Chitra Ramaswamy podría ser un nombre que despierte la fantasía de ser una prominente activista o una incansable promotora del cambio, pero ¿realmente conocemos sus verdaderos colores? Nacida en el Reino Unido y con raíces indias, Ramaswamy ha hecho su trinchera en el mundo del periodismo y la escritura. Tal vez la volviste a reconocer por sus colaboraciones con The Guardian en artículos rebosantes de retórica progresista y forzados gritos de justicia social destinados a invocar un cambio abstracto y, a menudo, difuso. Activa desde principios de la década de 2000, Ramaswamy ha sido una voz constante en el panorama de los medios británicos, ofreciendo una perspectiva con la que discrepar no debería ser ilegal, aunque ciertas narrativas te lo hagan sentir.

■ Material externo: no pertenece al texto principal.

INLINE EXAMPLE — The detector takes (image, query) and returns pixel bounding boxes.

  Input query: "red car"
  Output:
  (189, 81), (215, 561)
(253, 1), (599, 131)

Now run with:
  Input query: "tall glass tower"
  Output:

¿Qué es lo que transforma a Ramaswamy en una figura tan polémica? Bueno, su propensión a embellecer cualquier cuestión sobre género, raza y desigualdad puede ser hecho. Ella adopta esas líneas tan progresistas —las mismas que a menudo parecen regurgitarse en los círculos ideológicamente afines— y les da vueltas en un ciclo interminable de teorías. No verás que Ramaswamy deje escapar una oportunidad para hacer llegar su agenda, con un tono que hace perder la paciencia a más de uno. La elite urbana la celebra como una voz valiente, pero a muchos no convence sus estériles narrativas de opresión.
Es en sus obras como "Expecting: The Inner Life of Pregnancy" donde realmente despliega sus sensibilidades y explora experiencias personales bajo un lente a menudo: esperábamos algo menos predecible. Mientras tejer sus propias experiencias como madre pudo haberle dado cierta cercanía al público lector, lo que deja es una reiterativa exposición de ideas más bien obvias sobre cómo las mujeres enfrentan la maternidad en una sociedad moderna que ya hemos oído antes.
Y si pensaste que Chitra podría frenar su agenda política más allá del papel, piénsalo otra vez. La diversidad y la inclusión parece ser la canción favorita de Ramaswamy al ritmo de lentejas con cúrcuma, por llamarlas de alguna manera, presentando una imagen de la sociedad británica como si estuviera atrapada en una mezcolanza interminable de opresión sistémica que solo ella -y los que piensan como ella- pueden solucionar.
Quizás sea su falta de introspección sobre el impacto de sus palabras lo que provoque el eco inevitable de una burbuja inclusiva de la que pocos realmente querrían formar parte. No es raro toparse con columnas de opinión que suenan como un panfleto activista donde la reciprocidad de una discusión abierta y diversificada es relegada en lugar de exaltar la voz de experiencia en un modo casi reverencial.
Ramaswamy tiene la habilidad de exacerbar y desentrañar con destreza las fibras más sensibles de la estructura social actual, al tiempo que lanza dardos envenenados aderezados de sarcasmo. Mientras al otro lado del espectro se sienta la gente común, los que viven el día a día intentando mantenerse a flote lejos de las torres de marfil donde Chitra toma té mientras escribe una columna vehemente sobre los males del Brexit.
El problema no es solo lo que se dice, sino cómo se dice, o mejor aún, cómo se evita invitar al diálogo. Su propensión a no dejar que nadie vea más allá de su telón de acero del elitismo intelectual okupa un espacio que deberían ocupar quienes estén dispuestos a dialogar más que a dictar. La pasión es contagiosa, pero también lo es el dogmatismo ciego. En ese sentido, Ramaswamy es una maestra en confundir lo primero con lo segundo.
Si bien los comentarios abiertos siempre son bienvenidos, lo que necesitamos son tonos constructivos que vayan más allá del sermón unidireccional. Que alguien sea tan vehemente no debe ser erróneo, aunque choca con todo lo que sostiene tener un amplio espectro de puntos de vista. Chitra Ramaswamy, aunque muy respetada, ofrece más de lo mismo de aquellos que no están dispuestos a aceptar un 'no' por respuesta.